Mehr als nur ein Lieferdienst

Zufriedene Kundschaft: Tinner liefert das Essen bis am Mittag an die Haustüren, was sehr geschätzt wird.
Zufriedene Kundschaft: Tinner liefert das Essen bis am Mittag an die Haustüren, was sehr geschätzt wird. Bild: Patricia Hobi
Mahlzeitendienste gibt es in jeder Sarganserländer Gemeinde. In Vilters-Wangs wird das Essen von freiwilligen Lieferantinnen und Lieferanten sieben Tage die Woche mittags ausgeliefert. Warum dieser Dienst mehr bedeutet, als es auf den ersten Blick den Anschein macht, zeigt das Begleiten von Lieferant Christian Tinner.

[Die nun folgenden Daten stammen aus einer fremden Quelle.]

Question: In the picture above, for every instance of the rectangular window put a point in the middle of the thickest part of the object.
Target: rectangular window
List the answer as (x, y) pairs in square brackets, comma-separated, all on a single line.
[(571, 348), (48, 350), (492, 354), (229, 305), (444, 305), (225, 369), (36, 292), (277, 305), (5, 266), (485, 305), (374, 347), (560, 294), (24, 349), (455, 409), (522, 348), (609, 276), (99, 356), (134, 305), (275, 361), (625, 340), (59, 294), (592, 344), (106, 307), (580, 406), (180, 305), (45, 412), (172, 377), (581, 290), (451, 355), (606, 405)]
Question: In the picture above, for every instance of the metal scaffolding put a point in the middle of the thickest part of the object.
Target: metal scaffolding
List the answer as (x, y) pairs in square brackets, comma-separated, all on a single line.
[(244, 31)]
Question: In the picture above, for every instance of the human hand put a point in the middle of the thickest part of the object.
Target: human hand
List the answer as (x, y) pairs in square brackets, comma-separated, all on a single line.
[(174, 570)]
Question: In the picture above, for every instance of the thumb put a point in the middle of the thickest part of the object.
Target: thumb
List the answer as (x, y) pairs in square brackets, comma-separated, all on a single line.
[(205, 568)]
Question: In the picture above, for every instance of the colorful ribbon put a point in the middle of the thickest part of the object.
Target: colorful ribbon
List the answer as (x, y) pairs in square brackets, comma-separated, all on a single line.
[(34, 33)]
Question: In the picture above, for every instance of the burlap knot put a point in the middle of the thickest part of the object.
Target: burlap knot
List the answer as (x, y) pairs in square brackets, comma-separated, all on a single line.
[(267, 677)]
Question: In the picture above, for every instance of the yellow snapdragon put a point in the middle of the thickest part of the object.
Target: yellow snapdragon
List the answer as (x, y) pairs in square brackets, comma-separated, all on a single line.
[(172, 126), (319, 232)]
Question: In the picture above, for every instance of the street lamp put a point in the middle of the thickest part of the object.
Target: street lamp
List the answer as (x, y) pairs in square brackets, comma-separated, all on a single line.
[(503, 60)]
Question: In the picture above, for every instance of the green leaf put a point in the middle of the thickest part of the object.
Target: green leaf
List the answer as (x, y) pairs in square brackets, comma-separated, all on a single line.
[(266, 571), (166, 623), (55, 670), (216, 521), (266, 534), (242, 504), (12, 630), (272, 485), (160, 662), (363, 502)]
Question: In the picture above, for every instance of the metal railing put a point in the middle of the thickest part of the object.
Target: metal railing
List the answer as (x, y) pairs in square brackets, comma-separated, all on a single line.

Es ist 10.30 Uhr am ersten Sommertag des Jahres. Christian Tinner muss los. Mit seinem kleinen, hellgelben Elektroauto fährt er von Vilters die wenigen Minuten nach Wangs zum Alters- und Pflegeheim Haus am Bach. Der 65-jährige Vilterser hat diese Woche Mahlzeiten-Lieferdienst. Das heisst, er liefert von Montag bis Sonntag jeden Mittag die bestellten Essen direkt zu den Einwohnerinnen und Einwohnern der Gemeinde Vilters-Wangs.

Ein Mahlzeitendienst wird in allen Gemeinden des Sarganserlandes angeboten (siehe Box). In Vilters-Wangs ist seit dem Jahr 2000 das gemeindeeigene «Haus am Bach» dafür zuständig, welches auch die Kinder vom Mittagstisch mit ausgewogenen Gerichten versorgt. Jedes Wochenende wird der neue Menüplan, der sogleich jener der Heimbewohnerinnen und -bewohner ist, auf der Website der Gemeinde publiziert und den Klientinnen und Klienten jeweils am Samstag mit dem bestellten Essen mitgeliefert.

Ein Angebot für jedes Alter

Als Christian Tinner den Hintereingang des «Haus am Bach» betritt, sind in der Küche Koch Thomas Kalberer und die Lernende Simone Kalberer bereits in ihrem Element. Heute gibt es gebratenes Schweineschnitzel an einer Gemüsesauce mit Trockenreis, für Vegetarier einen garnierten Reissalat und als Wochenhit fein geschnittenes Siedfleisch an einer Vinaigrettesauce und Parmesanflocken. Dazu eine Buchstabensuppe und Salat sowie Aprikosen zum Dessert. Die Geschirre mit den frisch gekochten Menüs werden in Warmhalteboxen gepackt und für Tinner zur Abholung bereitgestellt.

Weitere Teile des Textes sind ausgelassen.